My interpretation of the METR results are an empirical observation of a trend that seems robust, in the same way scaling laws are. You could write the same post about why there’s no robust first principles reason that “cross-entropy loss decreases with scale in a way that correlates in an important, predictably useful way with an absurdely wide range of downstream tasks”.
The METR paper itself is almost entirely justifying the empirical prediction aspect, not a first principles argument for the approach from a theoretical perspective. I think the robustness of this analysis is why the paper had the impact it did. Are there specifics of the statistical analysis they did for the stuff around:
Since our tasks do not perfectly represent the average segment of intellectual labor by researchers and software engineers, this raises the question of external validity (Section 6): whether the exponential trend holds on real-world tasks. We include results from three supplementary external validity experiments.
That you think are sufficient to meaningfully change how valid people should interpret the overall predicted trend?
That you think are sufficient to meaningfully change how valid people should interpret the overall predicted trend?
I’m not Adam, but my response is “No”, based on the description Megan copied in thread and skimming some of the paper. It’s good that the paper includes those experiments, but they don’t really speak to the concerns Adam is discussing. Those concerns, as I see it (I could be misunderstanding):
Conceptual coherence: in humans there are different skills, e.g., between different fields, that don’t seem to easily project onto a time horizon dimension. Or like, our sense of how much intelligence is required for them or how difficult they are does not correspond all that closely with the time taken to do them.
Benchmark bias: solution criteria is known and progress criteria is often known; big jump from that to the real world scary things we’re worried about.
Do the experiments in Sec 6 deal with this?
No SWAA (“Retrodiction from 2023–2025 data”): Does not deal with 2. Mostly does not deal with 1, as both HCAST + RE-Bench and All-3 are mostly sofware engineerig dominated with a little bit of other stuff.

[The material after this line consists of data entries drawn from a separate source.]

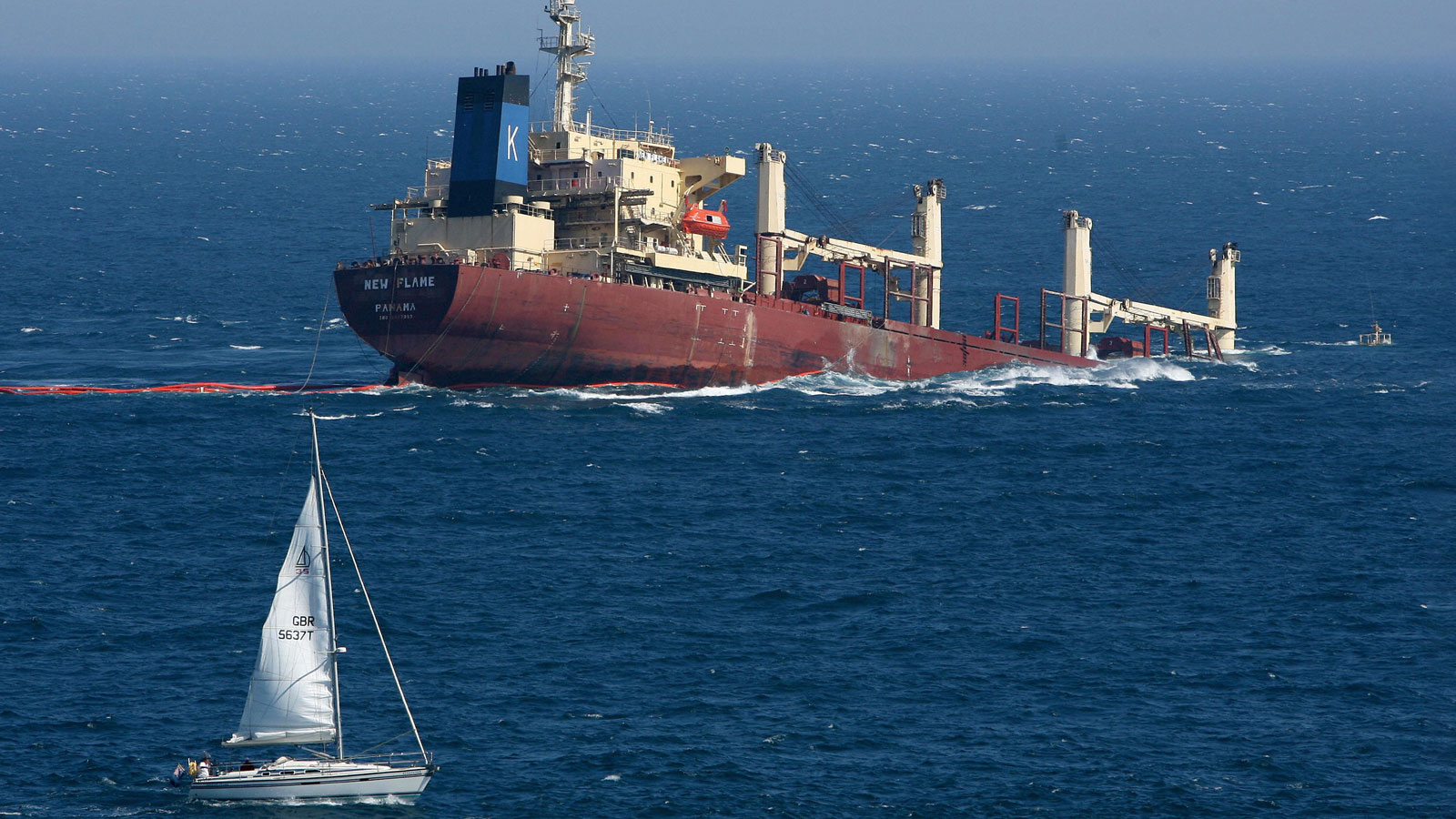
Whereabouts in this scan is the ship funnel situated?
[446,66,531,218]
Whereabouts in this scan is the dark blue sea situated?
[0,56,1456,819]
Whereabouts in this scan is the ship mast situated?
[541,0,595,131]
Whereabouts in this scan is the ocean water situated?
[0,61,1456,817]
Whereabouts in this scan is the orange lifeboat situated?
[682,199,728,239]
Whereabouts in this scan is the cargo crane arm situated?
[1087,293,1238,332]
[782,228,941,272]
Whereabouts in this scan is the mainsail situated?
[224,477,337,744]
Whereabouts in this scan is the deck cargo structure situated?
[335,0,1238,388]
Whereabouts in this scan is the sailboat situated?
[177,410,437,800]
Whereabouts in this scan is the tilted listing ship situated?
[335,0,1239,388]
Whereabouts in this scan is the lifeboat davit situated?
[682,199,728,239]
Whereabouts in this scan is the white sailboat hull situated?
[187,761,434,800]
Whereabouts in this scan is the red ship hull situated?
[335,264,1095,388]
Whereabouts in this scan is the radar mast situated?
[541,0,597,130]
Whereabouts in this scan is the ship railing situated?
[405,185,450,199]
[213,751,434,777]
[531,123,672,146]
[531,146,682,167]
[526,177,622,194]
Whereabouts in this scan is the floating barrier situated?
[0,382,388,395]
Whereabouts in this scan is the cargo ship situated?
[333,0,1238,388]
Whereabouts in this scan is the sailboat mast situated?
[308,408,344,759]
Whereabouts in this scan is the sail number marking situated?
[278,615,315,640]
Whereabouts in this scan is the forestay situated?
[224,478,335,744]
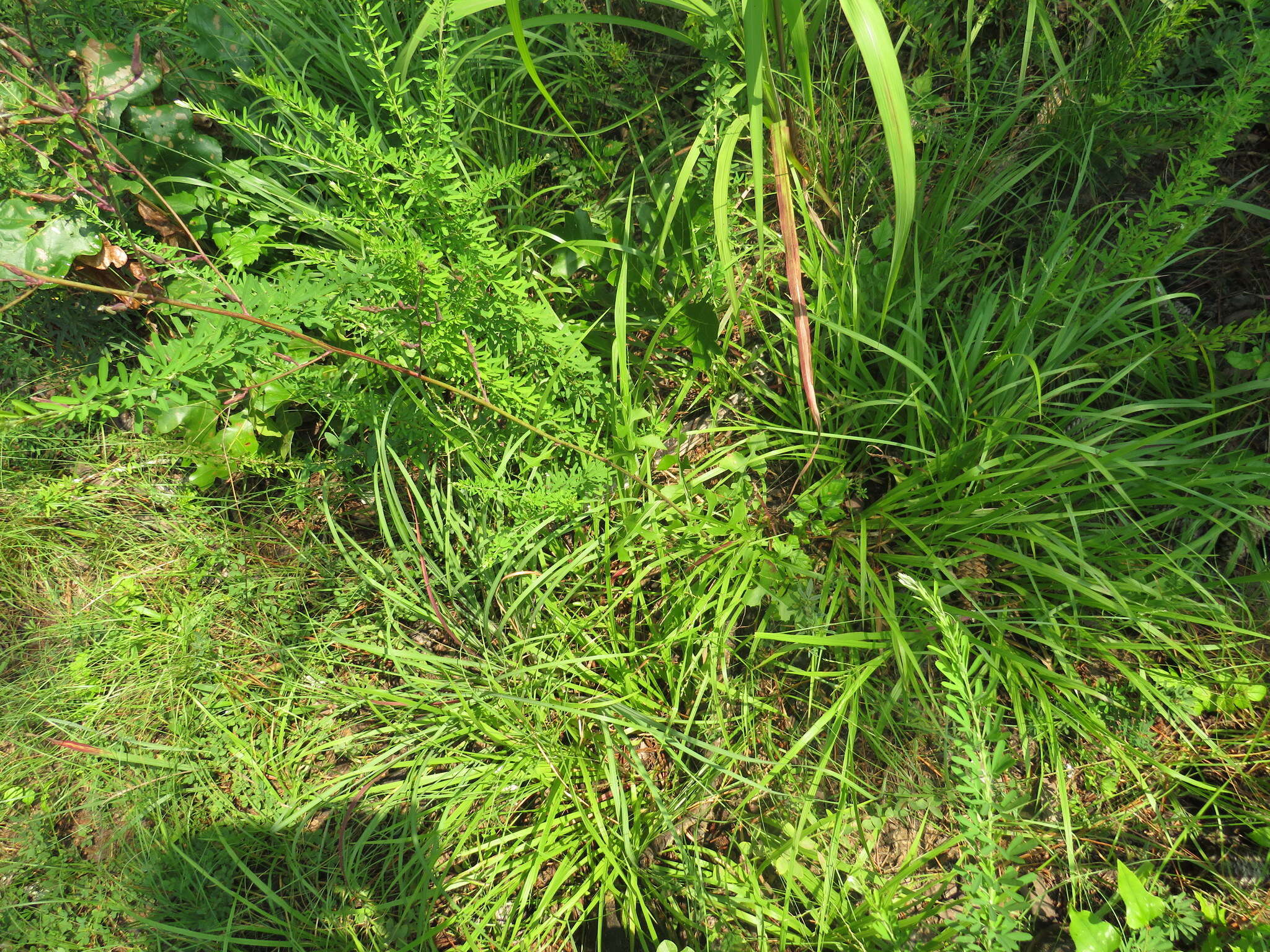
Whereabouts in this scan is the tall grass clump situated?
[0,0,1270,952]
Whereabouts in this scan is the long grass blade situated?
[771,121,820,430]
[838,0,917,302]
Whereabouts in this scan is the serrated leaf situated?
[1115,861,1165,929]
[1067,909,1120,952]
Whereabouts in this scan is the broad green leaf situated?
[0,208,102,281]
[1115,862,1165,929]
[189,464,230,488]
[0,198,48,231]
[211,416,260,457]
[189,4,254,71]
[1068,909,1120,952]
[128,105,221,162]
[155,403,216,442]
[79,39,162,122]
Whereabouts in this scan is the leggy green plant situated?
[897,574,1035,952]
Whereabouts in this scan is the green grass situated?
[0,0,1270,952]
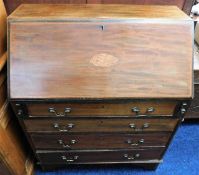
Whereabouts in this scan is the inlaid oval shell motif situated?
[90,53,118,67]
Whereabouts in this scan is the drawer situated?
[24,118,178,133]
[31,133,171,150]
[27,101,177,117]
[37,148,164,164]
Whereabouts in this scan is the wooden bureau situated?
[8,5,193,169]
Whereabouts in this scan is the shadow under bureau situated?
[8,5,193,169]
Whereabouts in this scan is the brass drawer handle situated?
[127,139,144,146]
[131,107,155,115]
[48,108,71,117]
[53,123,75,132]
[57,139,77,149]
[61,156,79,163]
[129,123,150,131]
[132,107,140,115]
[124,153,140,160]
[146,107,155,113]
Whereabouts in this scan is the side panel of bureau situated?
[8,20,193,99]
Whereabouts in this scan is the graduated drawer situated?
[24,118,178,133]
[27,100,177,117]
[31,133,171,150]
[36,148,164,164]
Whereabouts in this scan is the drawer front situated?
[24,118,178,133]
[31,133,171,150]
[37,148,164,164]
[27,101,177,117]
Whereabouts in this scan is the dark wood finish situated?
[38,163,161,171]
[37,148,164,165]
[185,84,199,119]
[0,104,33,175]
[8,4,193,169]
[31,133,171,150]
[27,100,177,117]
[0,68,7,111]
[0,0,7,58]
[24,118,178,133]
[9,5,193,99]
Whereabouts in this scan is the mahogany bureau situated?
[8,5,193,169]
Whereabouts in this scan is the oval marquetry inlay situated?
[90,53,118,67]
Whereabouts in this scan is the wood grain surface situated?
[4,0,195,15]
[27,101,177,117]
[31,133,171,150]
[24,118,178,134]
[87,0,185,9]
[9,4,190,21]
[37,148,164,166]
[9,19,193,99]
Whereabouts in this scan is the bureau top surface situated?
[9,4,190,20]
[8,5,193,99]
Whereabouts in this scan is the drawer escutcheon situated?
[53,123,75,132]
[57,139,77,149]
[61,156,79,163]
[124,153,140,160]
[48,108,71,117]
[129,123,150,131]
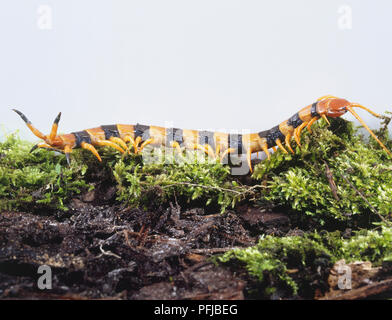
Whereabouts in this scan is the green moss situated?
[219,226,392,296]
[113,149,250,212]
[253,119,392,224]
[0,134,88,210]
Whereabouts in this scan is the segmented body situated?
[15,96,391,170]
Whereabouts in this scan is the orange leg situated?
[136,137,154,153]
[81,142,102,161]
[261,144,271,160]
[294,122,308,147]
[12,109,45,140]
[109,137,131,153]
[220,148,235,161]
[285,133,294,154]
[246,148,253,172]
[170,141,182,154]
[321,114,331,125]
[96,140,125,153]
[275,139,288,153]
[306,117,318,133]
[49,112,61,140]
[64,142,72,165]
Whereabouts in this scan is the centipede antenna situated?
[351,103,381,118]
[12,109,45,139]
[347,107,392,157]
[29,143,38,153]
[49,112,61,140]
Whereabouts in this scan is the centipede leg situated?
[64,145,72,166]
[317,95,337,101]
[284,133,294,154]
[109,137,131,153]
[29,142,64,153]
[80,142,102,161]
[246,148,253,172]
[261,144,271,160]
[220,148,235,161]
[137,138,154,153]
[275,139,288,153]
[133,136,142,154]
[321,114,331,126]
[306,117,318,133]
[97,140,125,153]
[294,122,308,147]
[170,141,182,154]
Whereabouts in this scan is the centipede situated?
[12,95,392,172]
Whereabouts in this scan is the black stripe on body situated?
[258,126,285,148]
[72,130,91,148]
[287,112,303,128]
[228,134,242,154]
[133,124,150,141]
[310,102,320,118]
[166,128,184,147]
[199,131,215,150]
[101,124,120,140]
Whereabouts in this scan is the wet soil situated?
[0,195,298,300]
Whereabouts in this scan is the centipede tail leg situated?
[285,133,294,154]
[12,109,45,140]
[133,136,142,154]
[306,117,318,133]
[261,144,271,160]
[246,148,253,172]
[80,142,102,162]
[49,112,61,140]
[275,139,288,153]
[294,122,308,147]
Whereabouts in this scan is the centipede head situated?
[12,109,64,151]
[318,96,392,157]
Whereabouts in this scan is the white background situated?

Messiness factors: Does not speak to 1. This is certainly relevant to 2, but I don’t think it’s conclusive. Quoting from the paper some:
We rated HCAST and RE-Bench tasks on 16 properties that we expected to be 1) representative of how real world tasks might be systematically harder than our tasks and 2) relevant to AI agent performance. Some example factors include whether the task involved a novel situation, was constrained by a finite resource, involved real-time coordination, or was sourced from a real-world context. We labeled RE-bench and HCAST tasks on the presence or absence of these 16 messiness factors, then summed these to obtain a “messiness score” ranging from 0 to 16. Factor definitions can be found in Appendix D.4.
The mean messiness score amongst HCAST and RE-Bench tasks is 3.2/16. None of these tasks have a messiness score above 8⁄16. For comparison, a task like ’write a good research paper’ would score between 9⁄16 and 15⁄16, depending on the specifics of the task.
On HCAST tasks, AI agents do perform worse on messier tasks than would be predicted from the task’s length alone (b=-0.081, R2 = 0.251) …
However, trends in AI agent performance over time are similar for lower and higher messiness subsets of our tasks.
This seems like very weak evidence in favor of the hypothesis that Benchmark Bias is a big deal. But they just don’t have very messy tasks.
c. SWE-Bench Verified: doesn’t speak to 1 or 2.
d. Internal PR experiments: Maybe speaks a little to 1 and 2 because these are more real world, closer to the thing we care about tasks, but not much, as they’re still clearly verifiable and still software engineering.
I do think Thomas and Vincent’s follow up work here on time horizons for other domains is useful evidence pointing a little against the conceptual coherence objection. But only a little.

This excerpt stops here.